Une des difficultés de la tutelle est que celle-ci se trouve à la jonction d’une rationalité technique (les ressources publiques ont-elles été utilisées de manière appropriée, légale, économe ?) et d’une rationalité politique (les ressources ont-elles été mises en oeuvre suivant les préoccupations du gouvernement, des parlementaires, du citoyen ?).Ces deux rationalités ne concordent pas nécessairement dans leurs exigences. L’obligation de rendre compte aux ministères de tutelle se double et se prolonge dans l’obligation de rendre compte à la représentation nationale. Jusqu’à récemment, le degré d’engagement du Parlement dans le suivi des activités des établissements publics était insignifiant. Depuis, se manifeste la volonté d’être plus attentif aux activités des administrations et des établissements publics. Toutefois, la question de la responsabilité devant le parlement pose le problème du rapport entre la responsabilité des ministres et celle des directeurs des établissements sous tutelle ou de l’administration. En principe, la responsabilité ministérielle met le politique en première ligne. C’est à lui d’assumer les résultats des unités dont il a la charge. Mais on a tendance à admettre que le ministre est responsable de la stratégie tandis que dans la pratique les gestionnaires doivent rendre compte des décisions opérationnelles.

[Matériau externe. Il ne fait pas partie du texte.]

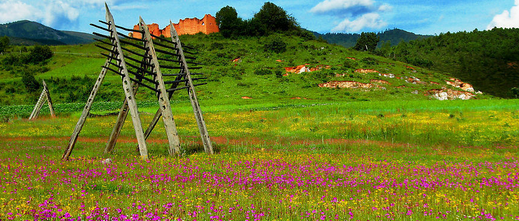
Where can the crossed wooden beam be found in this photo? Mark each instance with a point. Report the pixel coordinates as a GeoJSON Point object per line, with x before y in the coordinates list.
{"type": "Point", "coordinates": [44, 96]}
{"type": "Point", "coordinates": [141, 66]}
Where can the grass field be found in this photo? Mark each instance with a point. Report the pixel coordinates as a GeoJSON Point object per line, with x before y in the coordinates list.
{"type": "Point", "coordinates": [285, 160]}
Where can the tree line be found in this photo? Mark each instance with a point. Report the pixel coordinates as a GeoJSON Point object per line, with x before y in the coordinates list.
{"type": "Point", "coordinates": [489, 60]}
{"type": "Point", "coordinates": [269, 20]}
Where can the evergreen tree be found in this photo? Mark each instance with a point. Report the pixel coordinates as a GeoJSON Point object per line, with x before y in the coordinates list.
{"type": "Point", "coordinates": [4, 43]}
{"type": "Point", "coordinates": [367, 42]}
{"type": "Point", "coordinates": [229, 23]}
{"type": "Point", "coordinates": [273, 18]}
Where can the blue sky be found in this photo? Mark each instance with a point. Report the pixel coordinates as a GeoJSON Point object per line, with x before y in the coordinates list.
{"type": "Point", "coordinates": [338, 16]}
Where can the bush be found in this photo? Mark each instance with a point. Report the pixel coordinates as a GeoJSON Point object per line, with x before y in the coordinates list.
{"type": "Point", "coordinates": [39, 54]}
{"type": "Point", "coordinates": [263, 71]}
{"type": "Point", "coordinates": [275, 44]}
{"type": "Point", "coordinates": [30, 82]}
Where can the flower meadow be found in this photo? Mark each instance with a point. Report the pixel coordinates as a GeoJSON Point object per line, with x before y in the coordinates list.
{"type": "Point", "coordinates": [272, 171]}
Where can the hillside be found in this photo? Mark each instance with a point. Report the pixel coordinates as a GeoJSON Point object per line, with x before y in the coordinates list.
{"type": "Point", "coordinates": [487, 59]}
{"type": "Point", "coordinates": [245, 70]}
{"type": "Point", "coordinates": [30, 33]}
{"type": "Point", "coordinates": [394, 36]}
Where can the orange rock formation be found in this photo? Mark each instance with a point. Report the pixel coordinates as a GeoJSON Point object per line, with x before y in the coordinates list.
{"type": "Point", "coordinates": [364, 71]}
{"type": "Point", "coordinates": [188, 26]}
{"type": "Point", "coordinates": [459, 84]}
{"type": "Point", "coordinates": [345, 84]}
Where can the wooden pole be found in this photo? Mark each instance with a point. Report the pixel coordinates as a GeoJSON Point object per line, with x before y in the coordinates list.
{"type": "Point", "coordinates": [86, 110]}
{"type": "Point", "coordinates": [192, 94]}
{"type": "Point", "coordinates": [38, 106]}
{"type": "Point", "coordinates": [128, 90]}
{"type": "Point", "coordinates": [49, 100]}
{"type": "Point", "coordinates": [165, 106]}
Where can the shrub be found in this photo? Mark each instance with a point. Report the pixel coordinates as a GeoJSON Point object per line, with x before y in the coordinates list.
{"type": "Point", "coordinates": [275, 44]}
{"type": "Point", "coordinates": [262, 71]}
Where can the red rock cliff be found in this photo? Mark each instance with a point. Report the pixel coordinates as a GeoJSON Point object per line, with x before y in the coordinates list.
{"type": "Point", "coordinates": [188, 26]}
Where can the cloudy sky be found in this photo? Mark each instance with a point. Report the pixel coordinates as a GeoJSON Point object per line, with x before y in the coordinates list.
{"type": "Point", "coordinates": [338, 16]}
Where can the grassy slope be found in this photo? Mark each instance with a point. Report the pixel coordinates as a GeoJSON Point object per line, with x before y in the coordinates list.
{"type": "Point", "coordinates": [228, 82]}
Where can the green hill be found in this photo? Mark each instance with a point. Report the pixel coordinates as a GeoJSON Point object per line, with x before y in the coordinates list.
{"type": "Point", "coordinates": [258, 73]}
{"type": "Point", "coordinates": [394, 36]}
{"type": "Point", "coordinates": [30, 33]}
{"type": "Point", "coordinates": [487, 59]}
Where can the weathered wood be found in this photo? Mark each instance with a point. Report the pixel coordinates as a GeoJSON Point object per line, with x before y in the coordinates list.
{"type": "Point", "coordinates": [38, 106]}
{"type": "Point", "coordinates": [49, 100]}
{"type": "Point", "coordinates": [119, 123]}
{"type": "Point", "coordinates": [44, 96]}
{"type": "Point", "coordinates": [165, 106]}
{"type": "Point", "coordinates": [208, 147]}
{"type": "Point", "coordinates": [86, 111]}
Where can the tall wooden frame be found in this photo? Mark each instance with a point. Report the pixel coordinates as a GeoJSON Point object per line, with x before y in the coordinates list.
{"type": "Point", "coordinates": [44, 96]}
{"type": "Point", "coordinates": [146, 71]}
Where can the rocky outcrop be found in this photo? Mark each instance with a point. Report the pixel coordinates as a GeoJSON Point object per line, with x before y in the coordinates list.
{"type": "Point", "coordinates": [379, 81]}
{"type": "Point", "coordinates": [303, 68]}
{"type": "Point", "coordinates": [188, 26]}
{"type": "Point", "coordinates": [365, 71]}
{"type": "Point", "coordinates": [347, 84]}
{"type": "Point", "coordinates": [459, 84]}
{"type": "Point", "coordinates": [449, 94]}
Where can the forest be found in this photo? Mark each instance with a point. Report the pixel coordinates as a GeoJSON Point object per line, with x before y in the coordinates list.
{"type": "Point", "coordinates": [486, 59]}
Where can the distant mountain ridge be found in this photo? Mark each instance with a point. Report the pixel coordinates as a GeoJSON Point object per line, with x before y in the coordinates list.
{"type": "Point", "coordinates": [395, 36]}
{"type": "Point", "coordinates": [29, 33]}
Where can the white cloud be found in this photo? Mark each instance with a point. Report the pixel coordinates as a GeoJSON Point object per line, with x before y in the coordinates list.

Or, la clarté de la distinction entre le stratégique et l’opérationnel n’est pas toujours simple et le poids de la personnalisation de la décision rend le partage des rôles entre les gestionnaires et le ministre difficile à conduire. Le ministre peut-il réellement être tenu pour responsable de décisions qu’il a pu avoir des difficultés à connaître et apprécier ? Le directeur d’un établissement public ou un haut fonctionnaire peuvent-ils vraiment être responsables de décisions stratégiques qui leur échappent ? Des conflits se sont produits entre, d’une part, des ministres estimant n’avoir pas eu les moyens d’orienter l’action des organismes sous tutelle et, d’autre part, des dirigeants d’établissements publics jugeant n’être pas responsables de résultats attribuables, selon eux, à des objectifs qu’ils n’avaient pas approuvés. Cette tension entre l’autonomie administrative et financière d’un établissement public et les responsabilités ministérielles se doit d’être dénouée. La révision du mode de nomination des hauts responsables peut y contribuer. La responsabilisation des décideurs devant le Parlement ou les électeurs ne peut qu’y aider. Le contrôle prend tout son sens lorsqu’on l’inscrit dans une culture de responsabilité politique. Les dérives ne peuvent être évitées, les performances ne peuvent être améliorées qu’en responsabilisant les gestionnaires d’un côté, qu’en rendant les décideurs politiques comptables des succès ou des échecs des choix et des programmes de l’autre. Cette caractéristique sera d’autant plus présente que la capacité de rendre compte sera pleinement assumée par le personnel politique, les cadres de l’administration et les  dirigeants du secteur public et que l’institution parlementaire sera forte et active dans sa mission de contrôle.  

En conséquence, un effort doit être fait pour préciser la nature, le champ et les modalités d’exercice de l’obligation de rendre compte. Certes, elle peut s’exercer sur la base de rapports formalisés et de résultats d’évaluation, mais plus encore par le dialogue entre les niveaux hiérarchiques et institutionnels. C’est ainsi que la responsabilité peut être plus facilement déterminée et, à des degrés divers,  des sanctions ou des récompenses peuvent  s’y appliquer dans la sérénité et la continuité.